I cambiamenti richiedono tempo, ma, in momenti di crisi, difficilmente se ne ha a disposizione e diventa allora necessario intervenire tempestivamente. Lo dimostra ciò che è avvenuto durante il primo periodo di emergenza sanitaria dovuto alla diffusione del Covid-19: le università, ad esempio, hanno dovuto adottare una nuova modalità d’insegnamento – la didattica a distanza – che è poi diventata strutturale al sistema. Il ricorso a strumenti informatici, come la didattica online e l’incremento dello smart working, inevitabile in questo momento di emergenza, può, però, in futuro, diventare abituale, contribuendo quindi a dare una spinta al processo di trasformazione digitale. I cambiamenti, infatti, in fasi emergenziale, vengono percepiti come necessari e quindi più facilmente e rapidamente accettati.
Lo dimostra la ricerca “Exploitation and exploration of IT in times of pandemic: from dealing with emergency to institutionalising crisis practices” nata dall’osservazione di come il confinamento forzato abbia reso possibile l’attuazione di pratiche – il telelavoro e la didattica online – già da tempo in programma nelle aziende, ma che non erano mai state concretizzate. L’analisi è a cura di Lapo Mola, docente di Organizzazione e gestione delle risorse umane all’università di Verona, Andrea Carugati, docente alla School of Business and Social Science dell’università di Aarhus, Danimarca, Marion Lauwers, docente di Management alla Universite Catholic di Lille, Loic Ple’ Ieseg e Antonio Giangreco, docenti all’IÉSEG School of Management Lille-Parigi.
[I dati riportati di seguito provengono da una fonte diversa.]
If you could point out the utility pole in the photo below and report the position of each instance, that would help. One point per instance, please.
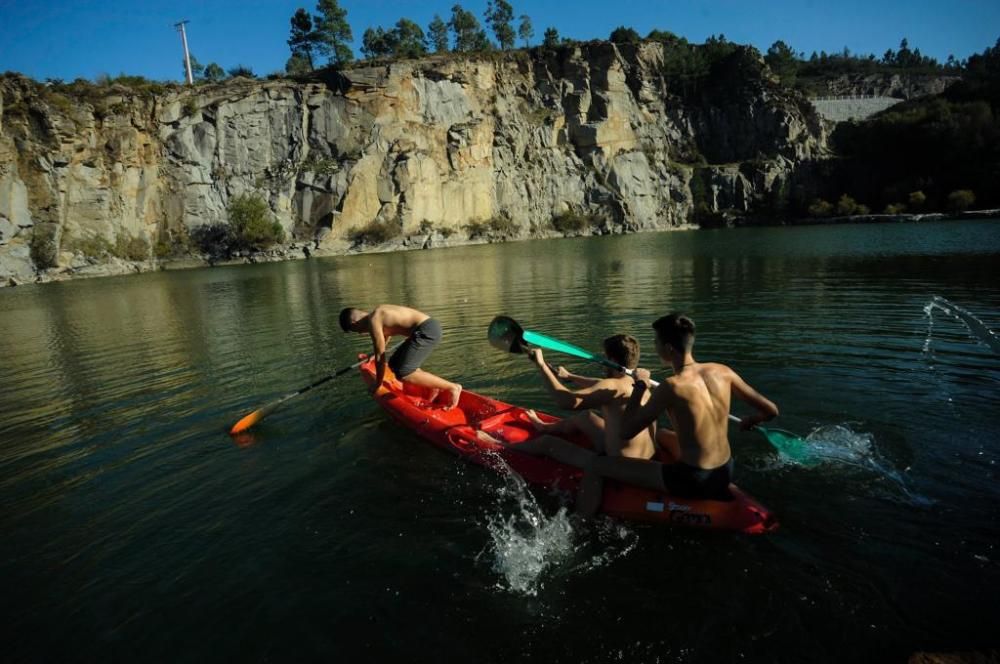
(187, 56)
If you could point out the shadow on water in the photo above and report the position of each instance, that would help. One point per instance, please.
(132, 524)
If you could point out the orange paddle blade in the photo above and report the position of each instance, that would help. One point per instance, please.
(246, 422)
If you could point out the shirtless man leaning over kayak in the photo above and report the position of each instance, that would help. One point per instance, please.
(609, 394)
(697, 399)
(423, 333)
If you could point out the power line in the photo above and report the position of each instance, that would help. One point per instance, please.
(187, 56)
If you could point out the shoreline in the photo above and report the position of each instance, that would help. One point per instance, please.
(902, 217)
(303, 251)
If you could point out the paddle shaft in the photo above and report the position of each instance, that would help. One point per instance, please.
(582, 354)
(256, 416)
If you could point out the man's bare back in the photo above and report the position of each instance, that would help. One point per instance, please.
(698, 406)
(422, 334)
(396, 320)
(639, 446)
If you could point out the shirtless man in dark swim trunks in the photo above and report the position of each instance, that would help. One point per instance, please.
(422, 332)
(697, 399)
(609, 394)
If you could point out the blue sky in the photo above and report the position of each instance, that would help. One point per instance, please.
(65, 39)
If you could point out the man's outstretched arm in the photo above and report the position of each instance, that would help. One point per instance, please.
(766, 409)
(594, 396)
(638, 416)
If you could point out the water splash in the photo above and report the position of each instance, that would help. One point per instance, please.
(527, 546)
(839, 445)
(976, 327)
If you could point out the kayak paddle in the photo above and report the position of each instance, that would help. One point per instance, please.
(253, 418)
(506, 334)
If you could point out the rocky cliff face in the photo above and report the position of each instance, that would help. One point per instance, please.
(416, 147)
(898, 86)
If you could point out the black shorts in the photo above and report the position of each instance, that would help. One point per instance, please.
(412, 353)
(686, 481)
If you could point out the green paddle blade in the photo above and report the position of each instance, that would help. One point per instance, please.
(505, 334)
(789, 446)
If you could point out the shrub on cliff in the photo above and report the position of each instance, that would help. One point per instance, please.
(571, 221)
(499, 226)
(376, 232)
(846, 206)
(961, 200)
(623, 35)
(43, 246)
(131, 248)
(253, 225)
(213, 239)
(820, 208)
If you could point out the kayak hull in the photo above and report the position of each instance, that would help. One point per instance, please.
(455, 431)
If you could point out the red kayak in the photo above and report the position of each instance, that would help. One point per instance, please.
(455, 430)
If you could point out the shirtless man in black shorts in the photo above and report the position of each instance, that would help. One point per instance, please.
(422, 333)
(697, 399)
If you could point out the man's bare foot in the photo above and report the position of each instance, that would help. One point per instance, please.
(455, 391)
(537, 422)
(486, 438)
(493, 440)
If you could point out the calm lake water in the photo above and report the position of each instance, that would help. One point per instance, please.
(132, 528)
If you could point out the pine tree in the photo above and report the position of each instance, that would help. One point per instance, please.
(333, 32)
(525, 31)
(438, 35)
(469, 36)
(499, 14)
(551, 38)
(214, 73)
(302, 39)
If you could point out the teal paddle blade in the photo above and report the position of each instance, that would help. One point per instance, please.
(549, 343)
(789, 446)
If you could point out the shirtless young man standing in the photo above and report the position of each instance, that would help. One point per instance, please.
(609, 394)
(697, 399)
(422, 332)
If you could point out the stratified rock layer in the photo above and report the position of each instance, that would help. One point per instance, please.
(438, 143)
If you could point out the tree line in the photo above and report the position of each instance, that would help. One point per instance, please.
(328, 34)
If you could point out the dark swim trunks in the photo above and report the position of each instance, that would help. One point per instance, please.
(412, 353)
(686, 481)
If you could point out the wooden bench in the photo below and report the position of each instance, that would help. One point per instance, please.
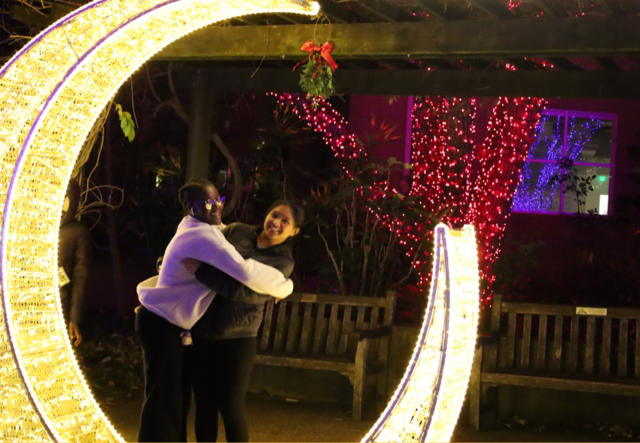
(560, 347)
(346, 334)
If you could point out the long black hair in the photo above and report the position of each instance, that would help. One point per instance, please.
(194, 190)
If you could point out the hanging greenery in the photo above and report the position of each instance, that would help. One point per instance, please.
(126, 123)
(317, 73)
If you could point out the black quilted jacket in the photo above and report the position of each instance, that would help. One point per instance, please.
(237, 311)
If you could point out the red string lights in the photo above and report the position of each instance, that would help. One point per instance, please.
(466, 183)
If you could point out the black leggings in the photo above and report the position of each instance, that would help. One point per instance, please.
(163, 352)
(219, 372)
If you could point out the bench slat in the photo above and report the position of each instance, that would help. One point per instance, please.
(591, 340)
(309, 363)
(384, 347)
(511, 341)
(342, 300)
(280, 324)
(374, 347)
(266, 325)
(594, 386)
(333, 326)
(317, 337)
(307, 327)
(346, 330)
(572, 361)
(605, 360)
(556, 361)
(622, 347)
(637, 368)
(526, 342)
(541, 355)
(564, 310)
(360, 318)
(294, 323)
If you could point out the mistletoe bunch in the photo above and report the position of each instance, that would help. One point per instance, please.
(317, 73)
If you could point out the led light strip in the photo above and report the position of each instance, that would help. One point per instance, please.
(426, 405)
(51, 93)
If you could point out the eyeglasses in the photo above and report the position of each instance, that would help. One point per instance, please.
(210, 202)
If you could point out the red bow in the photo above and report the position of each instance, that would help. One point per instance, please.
(324, 50)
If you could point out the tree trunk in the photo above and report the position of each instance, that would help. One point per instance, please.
(116, 264)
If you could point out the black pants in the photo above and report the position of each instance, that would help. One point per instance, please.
(163, 353)
(219, 371)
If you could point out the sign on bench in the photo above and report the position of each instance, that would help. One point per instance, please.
(345, 334)
(557, 347)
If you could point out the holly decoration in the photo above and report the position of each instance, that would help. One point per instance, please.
(126, 123)
(317, 73)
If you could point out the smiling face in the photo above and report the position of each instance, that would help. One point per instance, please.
(279, 225)
(206, 209)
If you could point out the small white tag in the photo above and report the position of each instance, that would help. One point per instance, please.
(62, 277)
(309, 298)
(591, 311)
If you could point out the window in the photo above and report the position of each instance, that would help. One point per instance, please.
(572, 151)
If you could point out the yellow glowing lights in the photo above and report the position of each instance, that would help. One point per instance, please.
(51, 93)
(426, 405)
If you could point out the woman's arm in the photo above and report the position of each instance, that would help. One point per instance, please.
(230, 288)
(212, 248)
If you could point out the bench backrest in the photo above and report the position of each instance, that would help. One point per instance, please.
(319, 324)
(566, 338)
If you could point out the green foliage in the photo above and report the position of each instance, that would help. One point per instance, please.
(579, 185)
(111, 360)
(126, 123)
(317, 78)
(357, 219)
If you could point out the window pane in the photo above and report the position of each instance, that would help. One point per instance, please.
(596, 200)
(589, 140)
(536, 193)
(549, 138)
Il lavoro è stato pubblicato sullo “European journal of information systems” e ha preso in considerazione le università in quanto sono state le organizzazioni che hanno reagito in maniera più tempestiva e in cui il cambiamento è stato pervasivo. Nello specifico, sono stati analizzati tre Paesi, diversificati in base al diverso grado di digitalizzazione: Italia, Francia e Danimarca. Per ciascun Paese sono stati presi degli enti di riferimento, rispettivamente il dipartimento di Economia aziendale dell’università di Verona, l’IESEG School of Management di Lille – Parigi, e il dipartimento di Management dell’Aarhus school of Business and Social Science dell’università di Aarhus, in Danimarca. “Questi tre paesi sono caratterizzati da un posizionamento diverso nel Digital economy and society index 2020 della Commissione europea, collocandosi rispettivamente al 25°, 15° e 3° posto”, spiega Lapo Mola. “Questa differenza nella digitalizzazione dell’ambiente rappresentava un prima variabile interessante”.
Lo studio ha permesso di evidenziare come le istituzioni si siano adattate all’emergenza in maniera simile, individuando un processo di cambiamento suddiviso in fasi comuni e operante su due livelli diversi, uno individuale e l’altro organizzativo.
“L’analisi dei dati ha evidenziato che le tre istituzioni hanno reagito in modo similare. In tutti e tre i casi, infatti, l’IT, ovvero le tecnologie informatiche, ha rappresentato lo strumento centrale per la risposta alla crisi Covid”, prosegue Mola. “Inoltre, in tutti e tre i casi abbiamo potuto osservare un processo di cambiamento in cinque fasi: sopravvivenza, socializzazione, normalizzazione, comportamento strategico e, infine, istituzionalizzazione delle pratiche emerse durante la crisi. Gli attori e le organizzazioni si adattano in modo progressivo alle nuove esigenze dettate dalla crisi con atteggiamenti differenti a seconda delle fasi”.
Conoscere il processo di adattamento alla crisi e le sue fasi può quindi consentire ai manager di anticipare le singole fasi o identificare in quale fase si trova l’organizzazione e prevedere quindi le più opportune azioni strategiche.
“L’emergenza che stiamo vivendo può consentire di accelerare il processo di trasformazione digitale facendo leva sulla fase di sopravvivenza. In tale fase, infatti gli utenti tendono ad accantonare atteggiamenti di resistenza al cambiamento focalizzandosi su ridotte priorità. Inoltre, i manager dovrebbero adottare un “active listening”, un ascolto partecipativo, favorendo un processo di appropriazione dal basso ed un reciproco adattamento tra le tecnologie e le pratiche lavorative. Infine, i manager dovrebbero coltivare gli effetti a lungo termine delle innovazioni nate dalla crisi”, concludono gli autori. “Infatti, i cambiamenti introdotti durante la crisi possono essere rapidamente abbandonati non appena gli attori percepiscono la possibilità di poter tornare ai vecchi modelli di comportamento”.